Yang dimaksud dengan ilmu-ilmu yang ringan ialah masalah-masalah yang dikenal, 
yang diketahui, bukan masalah-masalah yang membutuhkan analisa dan pembahasan. 
Dari sini, maka di antara masalah-masalah yang sepantasnya didahulukan ialah 
masalah-masalah yang jelas dan gamblang, yaitu mengenai ushuludin (pokok-pokok 
agama), seperti mengetahui ushuludin, ushul i'tiqad. Oleh karena itu, para 
ulama dalam mengajari para thulab (penuntut ilmu, santri) dilakukan secara 
bertahap dengan menggunakan mukhtasharat (kitab-kitab yang ringkas), dalam 
setiap cabang-cabang ilmu. Mereka menjelaskan kepada manusia pokok-pokok ilmu 
melalui mukhtasharat (kitab-kitab yang ringkas) ini. Secara bertahap, mulai 
dari teks-teks mukhtasharat sampai kemudian meningkat, dengan membaca 
kitab-kitab syarh (penjelasan) terhadapnya, kemudian meluas sehingga para 
thalib sampai kepada kitab-kitab muthawalat (kitab-kitab tebal/luas) dan 
menumbuhkan nazhar (penelitian) serta ijtihad dalam
 masalah-masalah ini, sehingga mencapai derajat ulama dengan taufiq Allah. 
Demikianlah, bahwasanya dalam thalibul-'ilmi harus dengan tadarruj (bertahap).
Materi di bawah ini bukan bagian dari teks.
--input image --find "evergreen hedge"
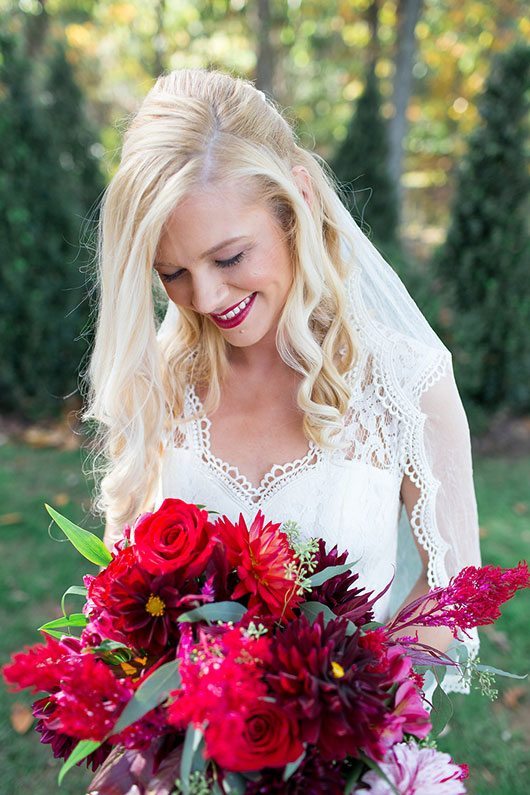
[433,44,530,430]
[0,32,103,419]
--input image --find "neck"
[228,324,290,376]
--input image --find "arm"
[393,475,453,652]
[390,361,480,664]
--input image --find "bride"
[81,69,480,690]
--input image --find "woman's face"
[154,182,293,347]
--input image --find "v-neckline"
[182,384,324,506]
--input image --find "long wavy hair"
[83,69,358,529]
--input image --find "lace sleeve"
[396,353,481,692]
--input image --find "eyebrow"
[153,235,245,268]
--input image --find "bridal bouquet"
[2,499,530,795]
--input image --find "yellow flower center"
[331,661,344,679]
[145,594,166,616]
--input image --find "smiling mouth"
[210,293,257,329]
[211,293,256,322]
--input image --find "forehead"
[157,182,272,262]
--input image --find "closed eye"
[159,251,245,282]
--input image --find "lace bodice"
[152,272,480,690]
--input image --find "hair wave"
[83,69,357,532]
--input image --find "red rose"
[205,700,304,772]
[134,499,215,577]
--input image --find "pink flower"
[358,743,467,795]
[2,635,80,693]
[211,511,302,620]
[387,561,530,638]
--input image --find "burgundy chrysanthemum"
[310,538,375,626]
[241,748,345,795]
[265,614,400,760]
[88,549,212,655]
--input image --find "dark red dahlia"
[308,538,375,626]
[88,549,212,655]
[265,614,400,760]
[211,511,302,619]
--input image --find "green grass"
[0,444,530,795]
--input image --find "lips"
[210,293,257,329]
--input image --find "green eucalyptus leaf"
[300,602,357,635]
[39,613,88,635]
[180,723,202,795]
[307,563,352,588]
[61,585,87,615]
[223,773,247,795]
[110,660,181,735]
[475,663,528,679]
[57,740,101,785]
[177,602,247,622]
[45,504,112,566]
[431,685,454,737]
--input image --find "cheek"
[164,283,192,309]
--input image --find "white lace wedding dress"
[156,270,480,692]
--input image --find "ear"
[291,166,314,207]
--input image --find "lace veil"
[346,221,481,692]
[159,218,480,692]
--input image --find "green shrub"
[332,66,398,242]
[433,45,530,417]
[0,33,102,418]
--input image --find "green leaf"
[223,773,247,795]
[300,602,357,635]
[283,749,305,781]
[177,602,247,622]
[57,740,101,785]
[39,629,64,640]
[359,753,399,795]
[61,585,87,615]
[307,563,353,588]
[39,613,88,635]
[45,504,112,566]
[474,663,528,679]
[110,660,181,735]
[431,685,454,737]
[180,723,202,795]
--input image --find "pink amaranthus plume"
[2,637,134,740]
[386,561,530,638]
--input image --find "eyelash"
[160,251,245,282]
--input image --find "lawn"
[0,443,530,795]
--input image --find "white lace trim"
[349,271,450,587]
[348,269,479,693]
[174,384,325,508]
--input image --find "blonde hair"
[83,69,357,527]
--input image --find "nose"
[191,272,228,315]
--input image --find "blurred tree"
[434,44,530,426]
[332,62,397,243]
[0,28,101,418]
[388,0,423,225]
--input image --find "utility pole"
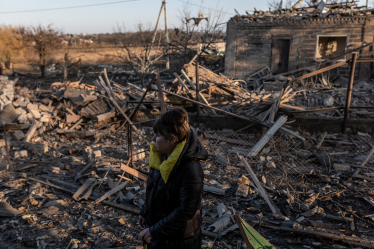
[164,0,170,70]
[146,2,164,62]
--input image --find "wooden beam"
[316,132,327,149]
[237,154,283,217]
[163,90,305,141]
[23,119,38,142]
[95,182,128,204]
[121,163,148,181]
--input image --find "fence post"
[343,52,357,134]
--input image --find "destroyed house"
[225,1,374,80]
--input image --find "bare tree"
[0,26,23,75]
[115,22,165,86]
[170,0,225,68]
[19,24,61,78]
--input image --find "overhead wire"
[178,0,236,16]
[0,0,139,15]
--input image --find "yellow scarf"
[149,139,187,183]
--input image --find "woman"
[139,108,208,249]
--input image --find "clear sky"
[0,0,371,34]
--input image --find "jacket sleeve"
[149,162,204,239]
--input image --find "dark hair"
[153,107,190,143]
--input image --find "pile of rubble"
[0,55,374,248]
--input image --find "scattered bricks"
[12,130,25,141]
[39,104,49,112]
[27,103,39,111]
[93,150,101,158]
[65,114,81,123]
[14,150,27,158]
[334,163,351,171]
[132,149,145,162]
[30,110,41,119]
[16,107,27,115]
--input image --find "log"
[238,154,283,217]
[23,119,38,142]
[95,110,116,123]
[352,147,374,177]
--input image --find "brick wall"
[225,18,374,79]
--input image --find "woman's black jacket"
[140,131,208,240]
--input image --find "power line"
[0,0,139,14]
[178,0,236,16]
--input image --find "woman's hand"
[138,215,145,228]
[139,228,153,244]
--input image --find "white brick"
[27,103,39,111]
[93,150,101,158]
[14,150,27,158]
[18,113,29,124]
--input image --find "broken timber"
[163,90,305,141]
[27,177,140,214]
[95,182,128,204]
[182,70,217,114]
[247,116,287,157]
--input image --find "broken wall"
[225,18,374,79]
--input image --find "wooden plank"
[174,73,191,93]
[95,182,128,204]
[23,119,38,142]
[181,70,217,114]
[107,178,125,201]
[247,116,287,157]
[121,163,148,181]
[237,154,283,217]
[316,132,327,149]
[163,90,305,141]
[27,177,140,214]
[352,147,374,177]
[157,69,166,113]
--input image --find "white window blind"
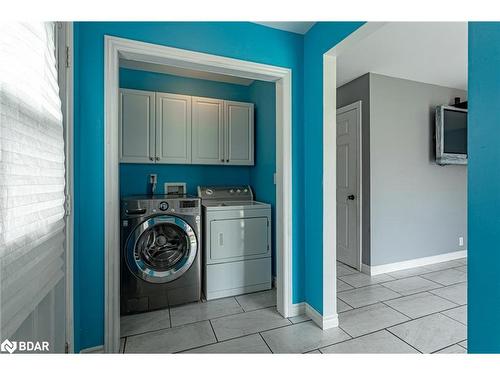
[0,23,65,340]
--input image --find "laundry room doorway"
[104,36,296,353]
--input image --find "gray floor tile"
[184,333,271,354]
[385,292,457,319]
[261,322,350,353]
[431,283,467,305]
[320,330,418,353]
[382,276,441,295]
[170,297,243,327]
[339,303,408,337]
[422,268,467,285]
[425,260,463,271]
[212,307,292,341]
[434,344,467,354]
[337,285,401,308]
[443,305,467,325]
[337,298,352,314]
[388,313,467,353]
[120,309,170,337]
[288,314,311,324]
[125,321,216,353]
[235,289,276,311]
[337,279,354,293]
[337,263,360,277]
[340,273,394,288]
[387,267,432,279]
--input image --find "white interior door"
[337,102,361,269]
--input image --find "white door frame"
[104,35,296,353]
[335,100,363,272]
[322,22,386,328]
[56,22,74,353]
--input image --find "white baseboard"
[287,302,306,318]
[305,303,339,330]
[361,250,467,276]
[80,345,104,354]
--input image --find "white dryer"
[198,186,272,300]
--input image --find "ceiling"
[337,22,467,90]
[255,21,315,34]
[120,59,254,86]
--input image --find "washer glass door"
[126,215,198,283]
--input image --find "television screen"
[443,109,467,155]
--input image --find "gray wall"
[338,73,467,266]
[337,74,370,264]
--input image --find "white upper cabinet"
[119,89,155,163]
[192,97,224,164]
[155,93,191,164]
[224,101,254,165]
[120,89,254,165]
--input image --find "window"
[0,23,65,338]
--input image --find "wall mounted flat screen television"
[436,105,467,165]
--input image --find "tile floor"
[121,259,467,353]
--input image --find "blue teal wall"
[74,22,305,351]
[467,22,500,353]
[304,22,363,313]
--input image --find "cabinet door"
[156,93,191,164]
[224,101,254,165]
[119,89,155,163]
[192,97,224,164]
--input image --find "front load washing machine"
[120,195,201,315]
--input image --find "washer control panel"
[198,185,253,201]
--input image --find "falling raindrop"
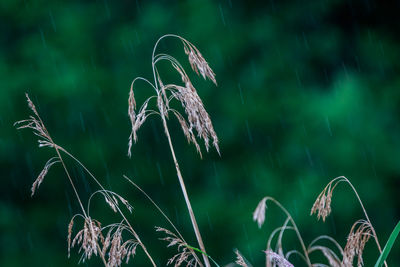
[325,117,332,136]
[219,4,226,26]
[238,83,244,105]
[156,161,164,185]
[245,120,253,143]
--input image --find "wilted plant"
[311,176,387,266]
[245,176,390,267]
[15,94,156,267]
[128,34,219,267]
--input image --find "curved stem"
[266,197,312,267]
[161,116,211,267]
[56,145,157,267]
[342,176,387,267]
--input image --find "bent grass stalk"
[128,34,219,267]
[15,94,156,266]
[310,176,387,267]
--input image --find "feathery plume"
[156,227,201,267]
[253,197,267,228]
[310,176,346,222]
[70,217,104,261]
[342,220,372,267]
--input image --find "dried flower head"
[156,227,202,267]
[235,249,249,267]
[264,250,293,267]
[307,235,343,267]
[182,40,217,85]
[253,197,267,228]
[342,220,372,267]
[128,35,220,156]
[31,157,60,196]
[68,217,104,261]
[310,176,347,222]
[14,94,55,147]
[102,224,139,267]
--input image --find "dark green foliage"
[0,0,400,266]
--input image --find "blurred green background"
[0,0,400,266]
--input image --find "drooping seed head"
[253,197,267,228]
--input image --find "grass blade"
[375,221,400,267]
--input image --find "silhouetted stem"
[161,116,211,267]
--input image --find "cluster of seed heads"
[128,35,219,159]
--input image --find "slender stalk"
[55,145,157,267]
[343,176,387,267]
[266,197,312,267]
[161,116,211,267]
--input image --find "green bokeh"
[0,0,400,266]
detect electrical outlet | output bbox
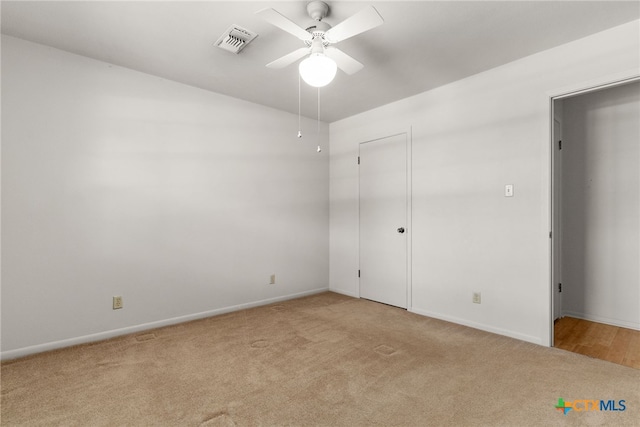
[113,296,122,310]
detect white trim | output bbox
[562,311,640,331]
[547,68,640,100]
[0,288,329,360]
[409,308,544,345]
[329,288,360,298]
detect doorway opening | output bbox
[551,78,640,366]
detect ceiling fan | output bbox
[256,1,384,87]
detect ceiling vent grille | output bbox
[216,25,258,54]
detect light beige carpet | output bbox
[1,293,640,426]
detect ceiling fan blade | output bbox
[324,46,364,74]
[256,8,312,40]
[325,6,384,43]
[267,47,312,68]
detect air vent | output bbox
[216,25,258,54]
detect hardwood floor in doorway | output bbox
[554,317,640,369]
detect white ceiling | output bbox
[1,0,640,122]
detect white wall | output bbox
[2,37,329,357]
[562,82,640,329]
[330,21,640,345]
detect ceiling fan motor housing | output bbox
[307,1,329,21]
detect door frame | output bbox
[357,126,413,311]
[547,69,640,347]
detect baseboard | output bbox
[562,311,640,331]
[329,288,360,298]
[0,287,329,360]
[408,308,544,345]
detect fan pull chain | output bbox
[298,73,302,138]
[316,88,322,153]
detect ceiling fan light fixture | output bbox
[299,53,338,87]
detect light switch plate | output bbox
[504,184,513,197]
Termasuk perkara yang penting sebelum menuntut ilmu, ialah ikhlas untuk Allah 
Azza wa Jalla dalam mencari ilmu. Karena sesungguhnya ikhlas memiliki pengaruh 
yang besar untuk meraih taufiq (bimbingan Allah) dalam segala sesuatu. 
Barangsiapa mendapatkan taufiq dengan ikhlas, maka ia telah diberi kebaikan 
yang banyak dalam segala urusan agama dan dunia. Pengaruh ikhlas terhadap 
taufiq (bimbingan Allah) ditunjukkan oleh firman Allah mengenai dua hakim di 
antara suami istri:

"... Jika kedua orang hakim itu bermaksud mengadakan perbaikan, niscaya Allah 
memberi taufik kepada suami-isteri itu ... " [an-Nisâ`/4:35].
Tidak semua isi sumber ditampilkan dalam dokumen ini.